Accepted for publication 17 December 2010. Published 28 January 2011.

A Strain of Japanese holly fern mottle virus Infecting Leatherleaf Fern in the United States

Rodrigo A. Valverde, Department of Plant Pathology and Crop Physiology, Louisiana State University Agricultural Center, Baton Rouge, LA 70803; and Sead Sabanadzovic, Department of Biochemistry, Molecular Biology, Entomology and Plant Pathology, Mississippi State University, Mississippi State, MS 39762

Corresponding author: Rodrigo A. Valverde.

Valverde, R. A., and Sabanadzovic, S. 2011. A strain of Japanese holly fern mottle virus infecting leatherleaf fern in the United States. Online. Plant Health Progress doi:10.1094/PHP-2011-0128-01-RS.


Leatherleaf fern, a popular cut foliage plant for use in flower arrangements, was found showing virus-like symptoms at a local nursery in Baton Rouge, LA. The causal agent of the disease was determined to be a strain of Japanese holly fern mottle virus.
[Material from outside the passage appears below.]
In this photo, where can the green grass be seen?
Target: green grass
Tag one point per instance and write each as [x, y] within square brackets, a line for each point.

The virus was identified by dsRNA, RT-PCR, and sequence analyses. The potential negative impact of this pathogen on leatherleaf fern production and its spread within the crop should be a concern for leatherleaf fern growers.
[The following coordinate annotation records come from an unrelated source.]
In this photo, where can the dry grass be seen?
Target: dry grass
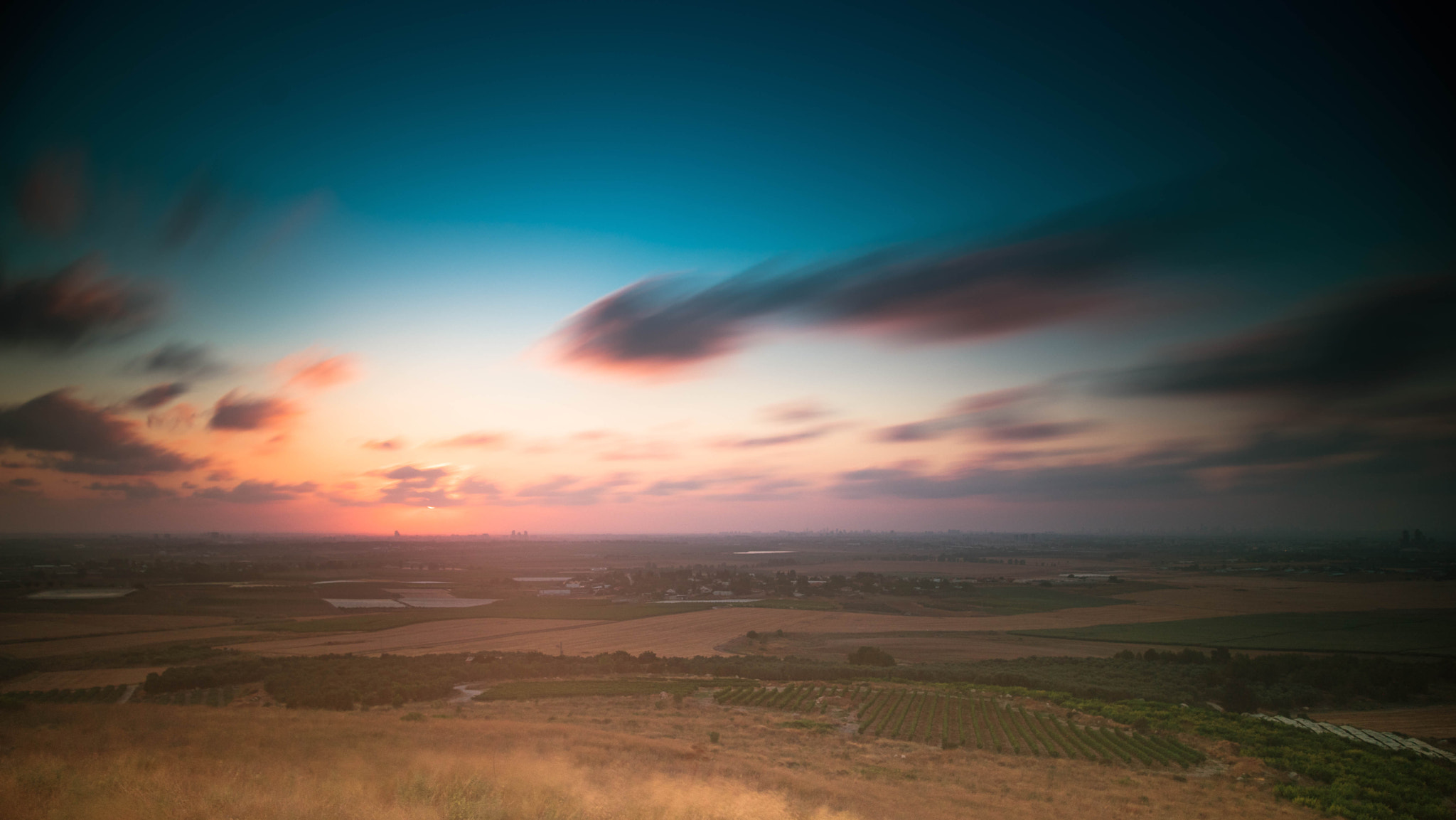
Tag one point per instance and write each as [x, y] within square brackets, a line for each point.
[618, 760]
[1430, 721]
[79, 679]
Leatherleaf fern (LLF, Rumohra adiantiformis) is native to sub-tropical and tropical climates and it is widely used for ornamental purposes, mainly as cut foliage for use in flower arrangements. It is grown commercially as a cash crop in the United States, Central America, and tropical South America. In 2005, the value at whole sales of LLF in the United States was 50.7 million dollars (5). Leatherleaf fern production is threatened by various factors, including plant pathogens. Anthracnose disease, caused by the fungus Colletotrichum acutatum, negatively affects the quality of fronds and makes them unmarketable (11). Plant parasitic nematodes have also been reported to affect LLF in Florida (7). Recently, Kloepper et al. (8) reported the association of endophytic fluorescent pseudomonads with fern distortion syndrome in Costa Rica. However, virus problems have not been reported with LLF production.
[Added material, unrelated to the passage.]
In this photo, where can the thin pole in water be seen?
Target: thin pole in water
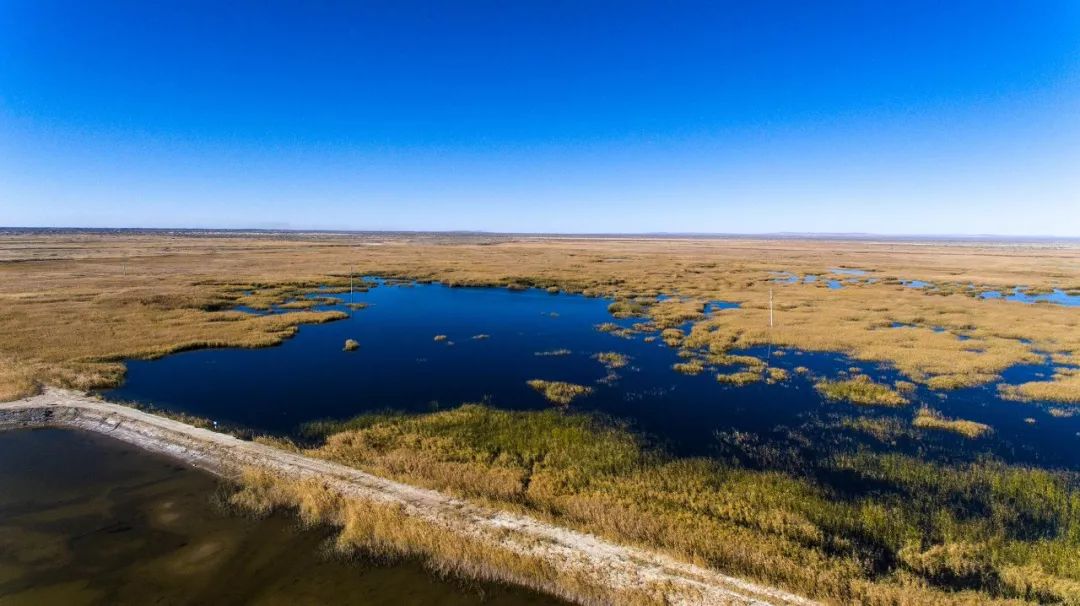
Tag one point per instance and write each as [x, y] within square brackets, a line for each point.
[768, 354]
Very little research has been conducted on viral diseases affecting wild or cultivated ferns. Plant viruses have been reported to infect various fern species (3,4,9,10,13); however, only Cucumber mosaic virus (9) and a novel virus causing a disease of Japanese holly fern (Cyrtomium falcatum) (13) have been conclusively identified and characterized. Japanese holly fern mottle virus (JHFMoV) is a novel RNA virus widespread throughout the Southern United States and California. Symptoms caused by JHFMoV on Japanese holly fern (JHF), the only known natural host of this virus, consist of stunting, foliar necrosis, mosaic, and yellow mottling. In the past few years, there has been an increase in the incidence of this virus in some of these regions (13).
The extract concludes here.